Efficient Cloud-edge Collaborative Approaches to SPARQL Queries over Large RDF graphs

With the increasing use of RDF graphs, storing and querying such data using SPARQL remains a critical problem. Current mainstream solutions rely on cloud-based data management architectures, but often suffer from performance bottlenecks in environments with limited bandwidth or high system load. To address this issue, this paper explores for the first time the integration of edge computing to move graph data storage and processing to edge environments, thereby improving query performance. This approach requires offloading query processing to edge servers, which involves addressing two challenges: data localization and network scheduling.
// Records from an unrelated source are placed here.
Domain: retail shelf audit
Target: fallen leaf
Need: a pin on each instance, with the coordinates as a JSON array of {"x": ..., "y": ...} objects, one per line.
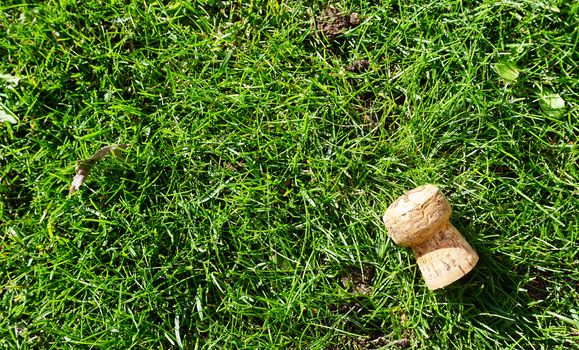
[{"x": 507, "y": 70}]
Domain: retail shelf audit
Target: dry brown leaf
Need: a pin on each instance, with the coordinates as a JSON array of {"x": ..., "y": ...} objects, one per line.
[{"x": 83, "y": 166}]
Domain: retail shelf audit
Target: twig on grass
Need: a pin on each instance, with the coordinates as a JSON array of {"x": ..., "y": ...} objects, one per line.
[{"x": 83, "y": 166}]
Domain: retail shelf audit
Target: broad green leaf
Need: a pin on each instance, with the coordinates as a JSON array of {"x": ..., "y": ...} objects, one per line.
[
  {"x": 6, "y": 115},
  {"x": 507, "y": 70},
  {"x": 553, "y": 104},
  {"x": 10, "y": 79}
]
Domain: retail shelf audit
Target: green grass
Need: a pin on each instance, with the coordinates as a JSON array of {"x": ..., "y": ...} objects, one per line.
[{"x": 248, "y": 211}]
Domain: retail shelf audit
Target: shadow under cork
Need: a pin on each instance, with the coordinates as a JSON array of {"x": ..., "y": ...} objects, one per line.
[{"x": 494, "y": 297}]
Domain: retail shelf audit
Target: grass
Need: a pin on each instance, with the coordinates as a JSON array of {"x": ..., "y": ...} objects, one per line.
[{"x": 247, "y": 211}]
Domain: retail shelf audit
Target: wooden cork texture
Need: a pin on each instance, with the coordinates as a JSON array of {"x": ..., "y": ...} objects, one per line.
[
  {"x": 445, "y": 257},
  {"x": 420, "y": 219},
  {"x": 411, "y": 219}
]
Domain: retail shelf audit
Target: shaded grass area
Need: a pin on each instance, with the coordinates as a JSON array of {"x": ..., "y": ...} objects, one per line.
[{"x": 247, "y": 213}]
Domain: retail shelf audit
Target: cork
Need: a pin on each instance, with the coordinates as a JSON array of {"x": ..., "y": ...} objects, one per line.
[{"x": 420, "y": 219}]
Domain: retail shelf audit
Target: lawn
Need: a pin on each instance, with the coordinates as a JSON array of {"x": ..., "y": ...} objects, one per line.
[{"x": 265, "y": 141}]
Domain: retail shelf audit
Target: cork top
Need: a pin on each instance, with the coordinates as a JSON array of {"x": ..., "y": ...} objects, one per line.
[{"x": 417, "y": 215}]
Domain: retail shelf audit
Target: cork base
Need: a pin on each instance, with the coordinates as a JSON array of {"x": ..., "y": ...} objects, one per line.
[{"x": 445, "y": 257}]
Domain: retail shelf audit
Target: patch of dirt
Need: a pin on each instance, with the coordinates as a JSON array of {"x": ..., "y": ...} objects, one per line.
[
  {"x": 373, "y": 341},
  {"x": 359, "y": 66},
  {"x": 332, "y": 22},
  {"x": 359, "y": 281}
]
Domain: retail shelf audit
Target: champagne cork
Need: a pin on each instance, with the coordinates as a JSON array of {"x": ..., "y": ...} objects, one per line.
[{"x": 420, "y": 219}]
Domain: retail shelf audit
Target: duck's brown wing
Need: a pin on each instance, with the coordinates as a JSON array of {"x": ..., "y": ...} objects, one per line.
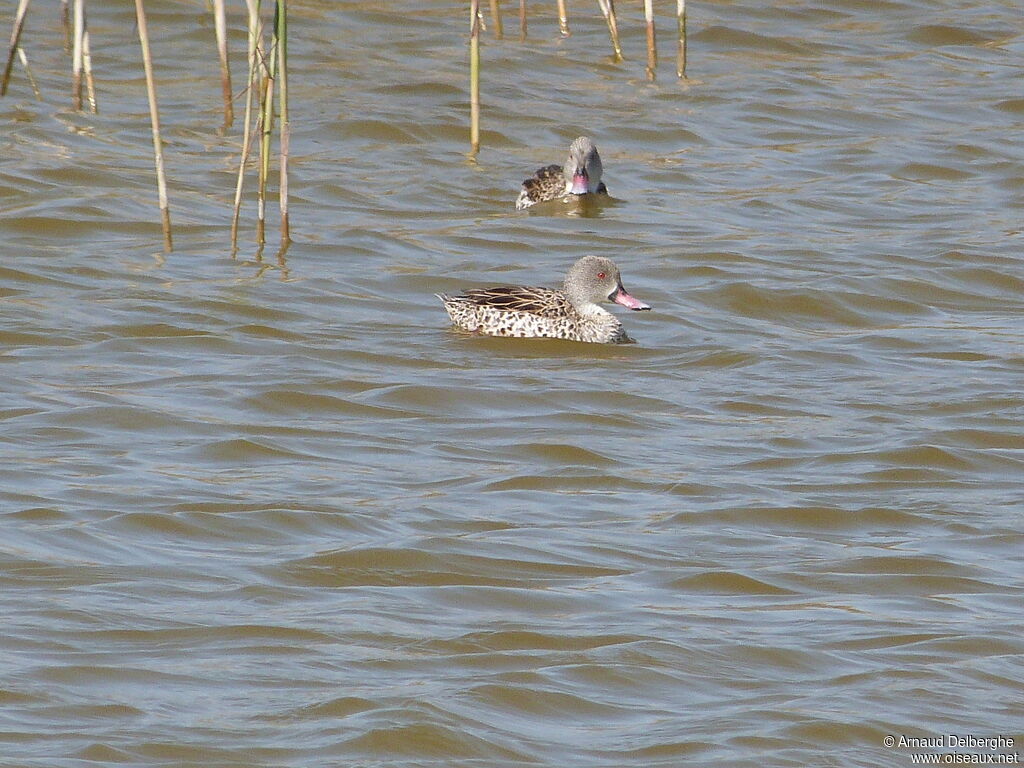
[
  {"x": 542, "y": 301},
  {"x": 547, "y": 183}
]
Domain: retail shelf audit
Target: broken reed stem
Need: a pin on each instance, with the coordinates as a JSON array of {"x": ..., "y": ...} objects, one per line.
[
  {"x": 66, "y": 24},
  {"x": 474, "y": 76},
  {"x": 76, "y": 66},
  {"x": 220, "y": 30},
  {"x": 251, "y": 89},
  {"x": 608, "y": 9},
  {"x": 151, "y": 88},
  {"x": 15, "y": 37},
  {"x": 266, "y": 129},
  {"x": 90, "y": 86},
  {"x": 496, "y": 15},
  {"x": 281, "y": 34},
  {"x": 648, "y": 12},
  {"x": 681, "y": 54},
  {"x": 28, "y": 71},
  {"x": 563, "y": 19}
]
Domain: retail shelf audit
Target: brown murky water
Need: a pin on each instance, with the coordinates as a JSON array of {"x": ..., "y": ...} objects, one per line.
[{"x": 262, "y": 513}]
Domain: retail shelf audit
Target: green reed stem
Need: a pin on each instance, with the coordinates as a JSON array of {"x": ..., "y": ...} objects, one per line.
[
  {"x": 151, "y": 89},
  {"x": 220, "y": 30},
  {"x": 15, "y": 38}
]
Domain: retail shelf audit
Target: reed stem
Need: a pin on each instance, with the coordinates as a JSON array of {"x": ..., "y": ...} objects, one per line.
[
  {"x": 496, "y": 15},
  {"x": 66, "y": 24},
  {"x": 251, "y": 90},
  {"x": 281, "y": 32},
  {"x": 90, "y": 86},
  {"x": 15, "y": 37},
  {"x": 608, "y": 9},
  {"x": 76, "y": 66},
  {"x": 648, "y": 12},
  {"x": 28, "y": 71},
  {"x": 474, "y": 77},
  {"x": 151, "y": 88},
  {"x": 266, "y": 131},
  {"x": 220, "y": 29},
  {"x": 563, "y": 19},
  {"x": 681, "y": 54}
]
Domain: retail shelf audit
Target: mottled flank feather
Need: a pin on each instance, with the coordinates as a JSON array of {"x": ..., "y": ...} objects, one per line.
[
  {"x": 526, "y": 311},
  {"x": 547, "y": 183}
]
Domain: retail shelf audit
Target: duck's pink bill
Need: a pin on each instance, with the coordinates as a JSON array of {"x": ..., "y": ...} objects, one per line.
[{"x": 628, "y": 301}]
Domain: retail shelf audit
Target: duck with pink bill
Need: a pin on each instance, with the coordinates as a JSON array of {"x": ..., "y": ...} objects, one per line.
[
  {"x": 571, "y": 312},
  {"x": 581, "y": 174}
]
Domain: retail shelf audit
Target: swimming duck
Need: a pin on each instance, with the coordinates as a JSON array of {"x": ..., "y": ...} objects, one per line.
[
  {"x": 569, "y": 313},
  {"x": 580, "y": 175}
]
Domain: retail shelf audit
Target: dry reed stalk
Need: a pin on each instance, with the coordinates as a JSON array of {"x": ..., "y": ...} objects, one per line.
[
  {"x": 90, "y": 86},
  {"x": 15, "y": 37},
  {"x": 608, "y": 9},
  {"x": 681, "y": 54},
  {"x": 266, "y": 131},
  {"x": 220, "y": 30},
  {"x": 648, "y": 12},
  {"x": 66, "y": 24},
  {"x": 151, "y": 89},
  {"x": 255, "y": 55},
  {"x": 76, "y": 67},
  {"x": 496, "y": 14},
  {"x": 563, "y": 19},
  {"x": 474, "y": 76},
  {"x": 281, "y": 34},
  {"x": 28, "y": 71}
]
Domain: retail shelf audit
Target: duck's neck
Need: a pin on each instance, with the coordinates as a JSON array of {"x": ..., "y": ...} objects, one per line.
[{"x": 598, "y": 324}]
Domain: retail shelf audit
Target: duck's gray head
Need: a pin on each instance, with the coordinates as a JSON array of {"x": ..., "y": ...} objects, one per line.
[
  {"x": 583, "y": 167},
  {"x": 594, "y": 279}
]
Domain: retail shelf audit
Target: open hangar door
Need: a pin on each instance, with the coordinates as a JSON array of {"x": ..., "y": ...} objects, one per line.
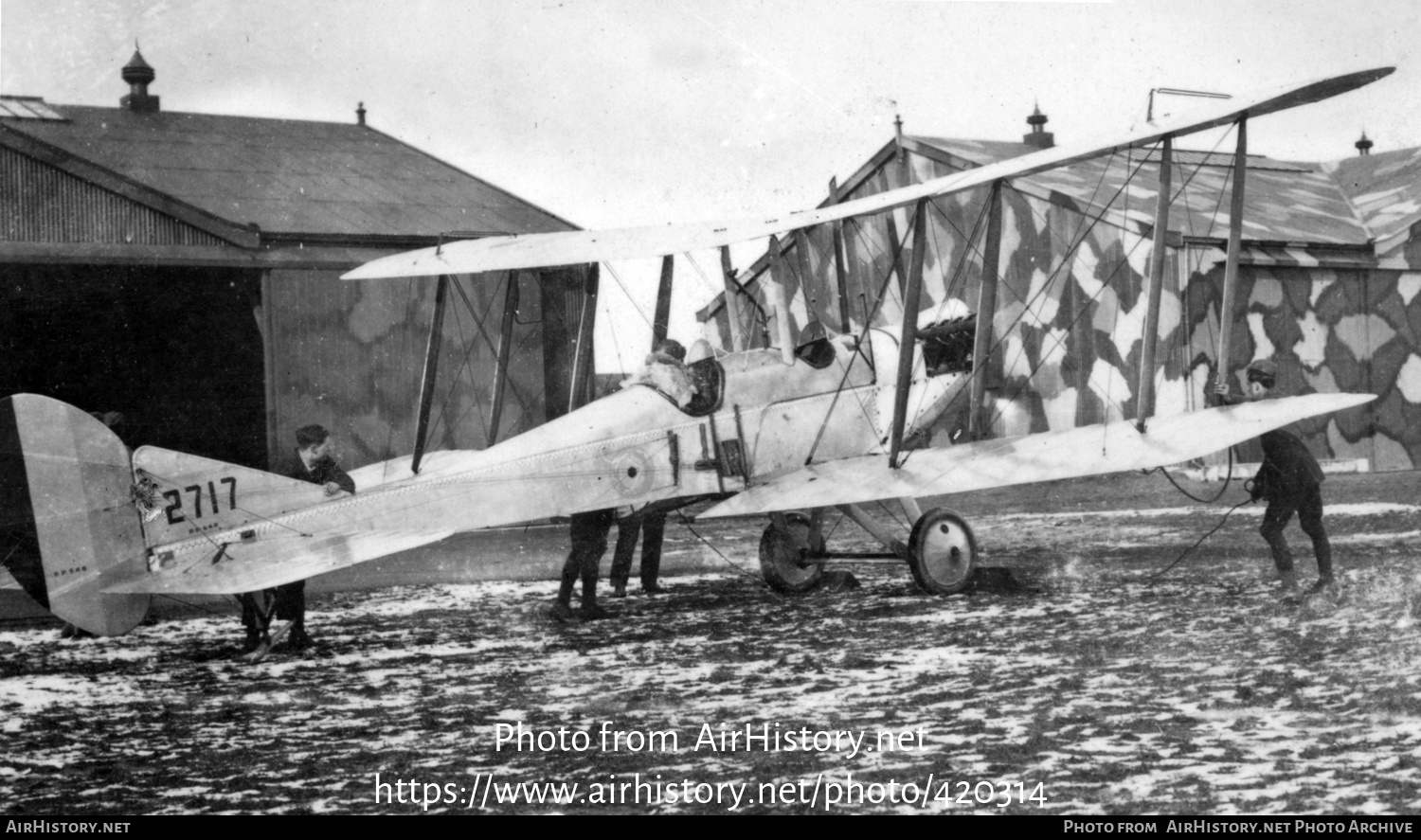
[{"x": 176, "y": 351}]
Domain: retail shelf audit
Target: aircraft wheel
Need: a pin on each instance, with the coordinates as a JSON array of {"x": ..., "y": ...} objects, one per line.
[
  {"x": 781, "y": 555},
  {"x": 943, "y": 552}
]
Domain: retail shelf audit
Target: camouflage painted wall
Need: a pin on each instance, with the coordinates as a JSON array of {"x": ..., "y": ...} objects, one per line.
[
  {"x": 350, "y": 355},
  {"x": 1329, "y": 330},
  {"x": 1070, "y": 314}
]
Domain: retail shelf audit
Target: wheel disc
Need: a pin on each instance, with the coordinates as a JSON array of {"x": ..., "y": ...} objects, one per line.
[{"x": 944, "y": 552}]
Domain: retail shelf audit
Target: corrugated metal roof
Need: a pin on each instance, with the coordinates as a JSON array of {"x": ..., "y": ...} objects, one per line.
[
  {"x": 1298, "y": 202},
  {"x": 287, "y": 175},
  {"x": 26, "y": 108},
  {"x": 1386, "y": 189}
]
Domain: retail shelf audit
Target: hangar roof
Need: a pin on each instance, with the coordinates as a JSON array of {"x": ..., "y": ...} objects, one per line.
[
  {"x": 1386, "y": 189},
  {"x": 286, "y": 176}
]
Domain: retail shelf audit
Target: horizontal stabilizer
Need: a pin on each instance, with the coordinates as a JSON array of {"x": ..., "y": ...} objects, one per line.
[
  {"x": 218, "y": 569},
  {"x": 533, "y": 250},
  {"x": 1096, "y": 450}
]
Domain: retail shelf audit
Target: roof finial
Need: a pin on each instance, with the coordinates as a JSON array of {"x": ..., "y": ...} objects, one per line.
[
  {"x": 1363, "y": 145},
  {"x": 1039, "y": 138},
  {"x": 138, "y": 74}
]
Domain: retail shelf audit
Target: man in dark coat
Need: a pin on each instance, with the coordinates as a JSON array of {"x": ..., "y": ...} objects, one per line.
[
  {"x": 1290, "y": 481},
  {"x": 651, "y": 525},
  {"x": 588, "y": 536},
  {"x": 315, "y": 464}
]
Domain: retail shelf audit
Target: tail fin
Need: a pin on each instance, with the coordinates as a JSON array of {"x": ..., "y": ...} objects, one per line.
[{"x": 67, "y": 513}]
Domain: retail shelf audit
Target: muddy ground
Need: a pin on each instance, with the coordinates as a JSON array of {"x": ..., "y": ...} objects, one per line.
[{"x": 1099, "y": 687}]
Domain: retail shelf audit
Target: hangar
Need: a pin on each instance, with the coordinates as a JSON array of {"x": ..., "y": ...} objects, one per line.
[
  {"x": 1329, "y": 281},
  {"x": 181, "y": 272}
]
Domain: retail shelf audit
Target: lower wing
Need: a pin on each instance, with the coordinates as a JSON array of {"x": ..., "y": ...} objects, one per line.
[{"x": 1096, "y": 450}]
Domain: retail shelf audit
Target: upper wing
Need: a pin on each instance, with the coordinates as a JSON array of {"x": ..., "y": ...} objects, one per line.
[
  {"x": 593, "y": 246},
  {"x": 218, "y": 569},
  {"x": 1096, "y": 450}
]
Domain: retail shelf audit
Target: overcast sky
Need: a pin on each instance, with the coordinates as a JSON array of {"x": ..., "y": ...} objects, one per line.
[{"x": 637, "y": 113}]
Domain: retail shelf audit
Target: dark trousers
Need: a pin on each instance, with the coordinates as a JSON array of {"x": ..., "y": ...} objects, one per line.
[
  {"x": 651, "y": 527},
  {"x": 284, "y": 603},
  {"x": 588, "y": 536},
  {"x": 1309, "y": 507}
]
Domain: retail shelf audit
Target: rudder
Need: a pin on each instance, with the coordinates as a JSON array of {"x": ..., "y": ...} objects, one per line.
[{"x": 67, "y": 513}]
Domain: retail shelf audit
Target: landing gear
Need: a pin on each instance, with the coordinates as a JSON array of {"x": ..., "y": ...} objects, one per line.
[
  {"x": 943, "y": 552},
  {"x": 783, "y": 552}
]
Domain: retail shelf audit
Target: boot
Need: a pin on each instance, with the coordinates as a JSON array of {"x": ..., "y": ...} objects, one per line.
[
  {"x": 253, "y": 640},
  {"x": 1289, "y": 581}
]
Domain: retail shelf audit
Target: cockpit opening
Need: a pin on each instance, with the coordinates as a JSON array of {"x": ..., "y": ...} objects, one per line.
[{"x": 946, "y": 346}]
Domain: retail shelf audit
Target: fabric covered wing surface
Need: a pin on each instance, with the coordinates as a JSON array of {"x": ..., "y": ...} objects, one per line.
[{"x": 1096, "y": 450}]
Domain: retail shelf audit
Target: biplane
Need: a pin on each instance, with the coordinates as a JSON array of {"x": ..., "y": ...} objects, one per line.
[{"x": 821, "y": 420}]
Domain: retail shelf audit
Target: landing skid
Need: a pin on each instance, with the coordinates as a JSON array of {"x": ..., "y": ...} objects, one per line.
[{"x": 941, "y": 550}]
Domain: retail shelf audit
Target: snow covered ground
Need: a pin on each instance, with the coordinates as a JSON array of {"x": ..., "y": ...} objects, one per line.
[{"x": 1102, "y": 688}]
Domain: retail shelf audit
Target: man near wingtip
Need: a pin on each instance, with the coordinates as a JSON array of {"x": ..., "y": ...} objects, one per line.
[
  {"x": 1289, "y": 479},
  {"x": 315, "y": 462}
]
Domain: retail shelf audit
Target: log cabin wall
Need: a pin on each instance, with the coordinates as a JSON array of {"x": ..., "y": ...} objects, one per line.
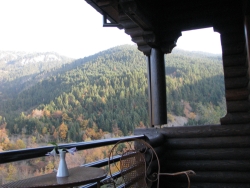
[
  {"x": 235, "y": 63},
  {"x": 218, "y": 154}
]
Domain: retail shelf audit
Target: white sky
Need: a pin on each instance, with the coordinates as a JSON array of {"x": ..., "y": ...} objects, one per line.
[{"x": 74, "y": 29}]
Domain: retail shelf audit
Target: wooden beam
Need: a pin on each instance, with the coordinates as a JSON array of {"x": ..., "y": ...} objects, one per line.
[
  {"x": 209, "y": 154},
  {"x": 208, "y": 142},
  {"x": 158, "y": 87},
  {"x": 208, "y": 165},
  {"x": 206, "y": 131}
]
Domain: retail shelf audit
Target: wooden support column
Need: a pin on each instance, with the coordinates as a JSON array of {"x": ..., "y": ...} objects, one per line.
[
  {"x": 247, "y": 36},
  {"x": 157, "y": 87}
]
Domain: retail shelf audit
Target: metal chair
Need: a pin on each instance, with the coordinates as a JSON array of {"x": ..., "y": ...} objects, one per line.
[{"x": 138, "y": 167}]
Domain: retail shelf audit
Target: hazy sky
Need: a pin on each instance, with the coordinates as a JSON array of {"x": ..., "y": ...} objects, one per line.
[{"x": 74, "y": 29}]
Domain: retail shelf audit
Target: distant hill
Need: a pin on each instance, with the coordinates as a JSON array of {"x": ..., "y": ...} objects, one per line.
[{"x": 108, "y": 92}]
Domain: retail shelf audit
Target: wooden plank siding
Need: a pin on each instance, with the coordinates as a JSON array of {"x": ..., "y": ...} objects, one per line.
[{"x": 218, "y": 154}]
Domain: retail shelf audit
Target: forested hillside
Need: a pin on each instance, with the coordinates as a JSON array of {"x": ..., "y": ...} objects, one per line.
[{"x": 106, "y": 94}]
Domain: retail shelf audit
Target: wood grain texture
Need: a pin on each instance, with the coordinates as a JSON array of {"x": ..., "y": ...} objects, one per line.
[
  {"x": 206, "y": 131},
  {"x": 209, "y": 154},
  {"x": 208, "y": 142},
  {"x": 208, "y": 165},
  {"x": 215, "y": 177},
  {"x": 204, "y": 185}
]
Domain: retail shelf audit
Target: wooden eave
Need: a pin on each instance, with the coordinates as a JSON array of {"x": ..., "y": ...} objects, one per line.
[{"x": 157, "y": 23}]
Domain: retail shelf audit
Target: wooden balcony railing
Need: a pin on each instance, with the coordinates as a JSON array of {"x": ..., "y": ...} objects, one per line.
[{"x": 24, "y": 154}]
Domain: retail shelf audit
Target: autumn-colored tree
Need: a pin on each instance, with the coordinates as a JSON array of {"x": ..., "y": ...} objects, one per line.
[
  {"x": 63, "y": 130},
  {"x": 20, "y": 144},
  {"x": 65, "y": 117},
  {"x": 46, "y": 113}
]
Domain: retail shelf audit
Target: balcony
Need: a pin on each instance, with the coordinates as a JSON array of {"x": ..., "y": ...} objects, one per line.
[{"x": 218, "y": 154}]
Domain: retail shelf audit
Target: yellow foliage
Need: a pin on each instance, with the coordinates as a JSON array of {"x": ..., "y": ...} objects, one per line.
[{"x": 63, "y": 130}]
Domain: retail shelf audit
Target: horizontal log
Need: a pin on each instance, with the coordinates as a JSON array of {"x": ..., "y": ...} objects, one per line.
[
  {"x": 126, "y": 22},
  {"x": 153, "y": 136},
  {"x": 234, "y": 37},
  {"x": 234, "y": 60},
  {"x": 231, "y": 72},
  {"x": 237, "y": 94},
  {"x": 238, "y": 106},
  {"x": 234, "y": 48},
  {"x": 138, "y": 40},
  {"x": 205, "y": 185},
  {"x": 209, "y": 154},
  {"x": 214, "y": 176},
  {"x": 234, "y": 118},
  {"x": 236, "y": 82},
  {"x": 146, "y": 49},
  {"x": 207, "y": 165},
  {"x": 206, "y": 131},
  {"x": 134, "y": 32},
  {"x": 208, "y": 143}
]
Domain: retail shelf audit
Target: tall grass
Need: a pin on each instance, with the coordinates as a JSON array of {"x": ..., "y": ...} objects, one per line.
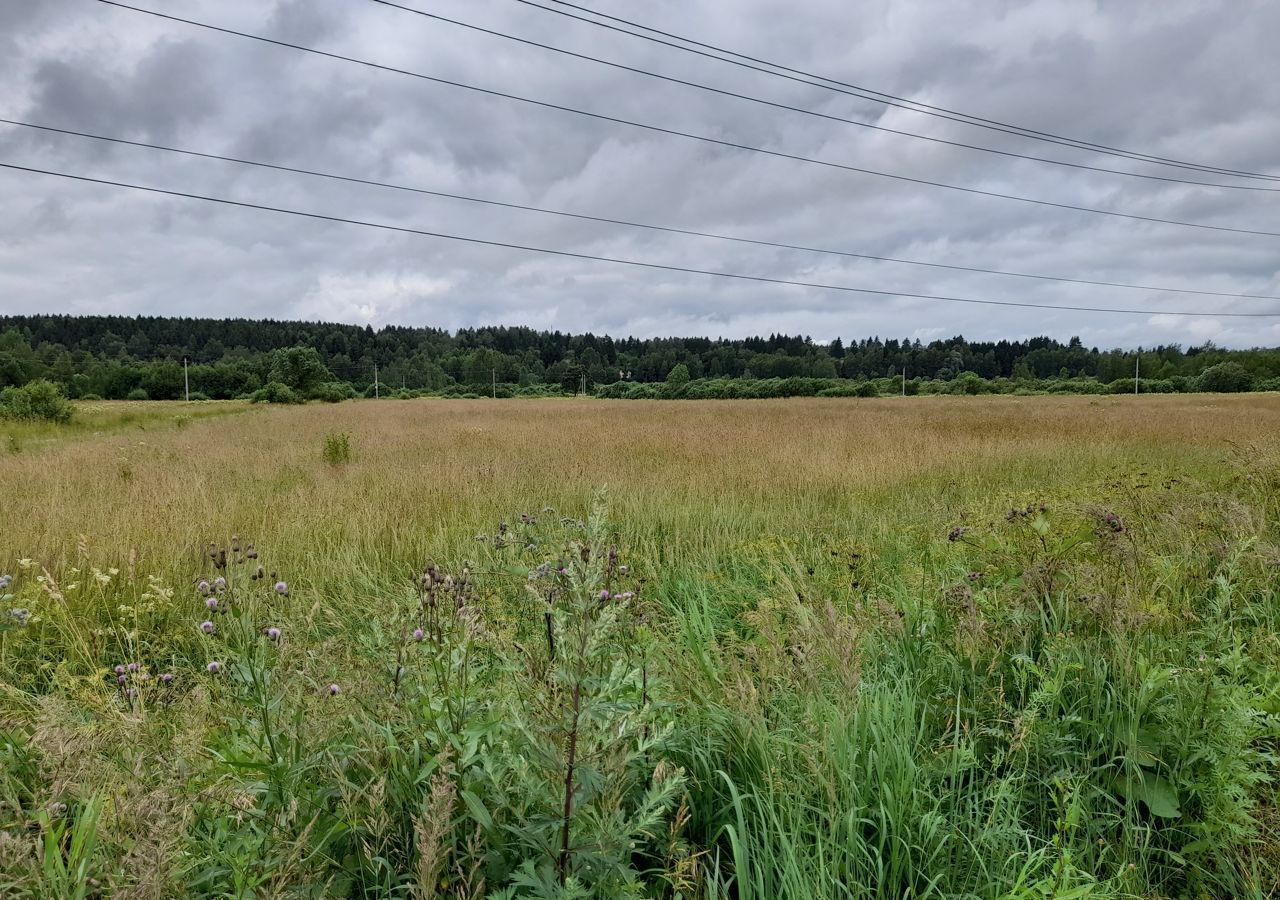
[{"x": 796, "y": 685}]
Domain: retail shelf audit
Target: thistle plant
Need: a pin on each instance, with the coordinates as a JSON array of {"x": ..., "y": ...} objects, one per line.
[{"x": 588, "y": 785}]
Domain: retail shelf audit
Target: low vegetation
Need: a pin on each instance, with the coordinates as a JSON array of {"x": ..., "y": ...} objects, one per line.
[{"x": 995, "y": 648}]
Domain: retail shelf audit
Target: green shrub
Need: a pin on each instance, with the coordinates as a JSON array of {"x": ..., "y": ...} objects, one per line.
[
  {"x": 969, "y": 383},
  {"x": 275, "y": 392},
  {"x": 1225, "y": 378},
  {"x": 333, "y": 392},
  {"x": 40, "y": 401},
  {"x": 337, "y": 448}
]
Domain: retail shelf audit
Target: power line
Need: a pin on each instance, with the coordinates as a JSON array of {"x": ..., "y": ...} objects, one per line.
[
  {"x": 702, "y": 138},
  {"x": 762, "y": 101},
  {"x": 615, "y": 260},
  {"x": 878, "y": 96},
  {"x": 626, "y": 223}
]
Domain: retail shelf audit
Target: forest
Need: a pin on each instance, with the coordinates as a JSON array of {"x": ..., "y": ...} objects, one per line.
[{"x": 118, "y": 357}]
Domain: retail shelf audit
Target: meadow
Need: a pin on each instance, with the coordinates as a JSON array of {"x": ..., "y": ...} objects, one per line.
[{"x": 937, "y": 647}]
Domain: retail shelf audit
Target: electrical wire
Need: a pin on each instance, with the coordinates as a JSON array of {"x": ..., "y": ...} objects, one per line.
[
  {"x": 615, "y": 260},
  {"x": 622, "y": 222},
  {"x": 878, "y": 96},
  {"x": 828, "y": 117},
  {"x": 691, "y": 136}
]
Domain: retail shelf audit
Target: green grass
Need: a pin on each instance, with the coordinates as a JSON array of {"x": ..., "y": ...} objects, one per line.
[{"x": 799, "y": 686}]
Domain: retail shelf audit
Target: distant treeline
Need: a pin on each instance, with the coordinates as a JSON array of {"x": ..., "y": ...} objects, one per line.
[{"x": 117, "y": 357}]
First, the data localization challenge lies in computing the subgraphs maintained on edge servers to quickly identify the servers that can handle specific queries. To address this challenge, we introduce a new concept of pattern-induced subgraphs. Second, the network scheduling challenge involves efficiently assigning queries to edge and cloud servers to optimize overall system performance. We tackle this by constructing a overall system model that jointly captures data distribution, query characteristics, network communication, and computational resources. Accordingly, we further propose a joint formulation of query assignment and computational resource allocation, modeling it as a Mixed Integer Nonlinear Programming (MINLP) problem and solve this problem using a modified branch-and-bound algorithm. Experimental results on real datasets under a real cloud platform demonstrate that our proposed method outperforms the state-of-the-art baseline methods in terms of efficiency. The codes are available on GitHub

翻译：随着RDF图的日益广泛应用，基于SPARQL的数据存储与查询仍是关键难题。当前主流解决方案依赖云端数据管理架构，但在带宽受限或系统负载较高的环境中常面临性能瓶颈。为应对这一问题，本文首次探索通过边缘计算集成将图数据存储与处理迁移至边缘环境，从而提升查询性能。该方法需将查询处理卸载至边缘服务器，这涉及两个核心挑战：数据本地化与网络调度。首先，数据本地化挑战在于计算边缘服务器维护的子图，以快速识别能够处理特定查询的服务器。为此，我们引入了模式诱导子图的新概念。其次，网络调度挑战涉及如何高效地将查询分配至边缘与云端服务器以优化整体系统性能。我们通过构建一个统一系统模型来解决该问题，该模型同时涵盖数据分布、查询特征、网络通信与计算资源。基于此，我们进一步提出查询分配与计算资源分配的联合建模方案，将其表述为混合整数非线性规划问题，并采用改进的分支定界算法进行求解。在真实云平台环境下基于实际数据集的实验表明，所提方法在效率方面优于当前最先进的基准方法。相关代码已在GitHub开源。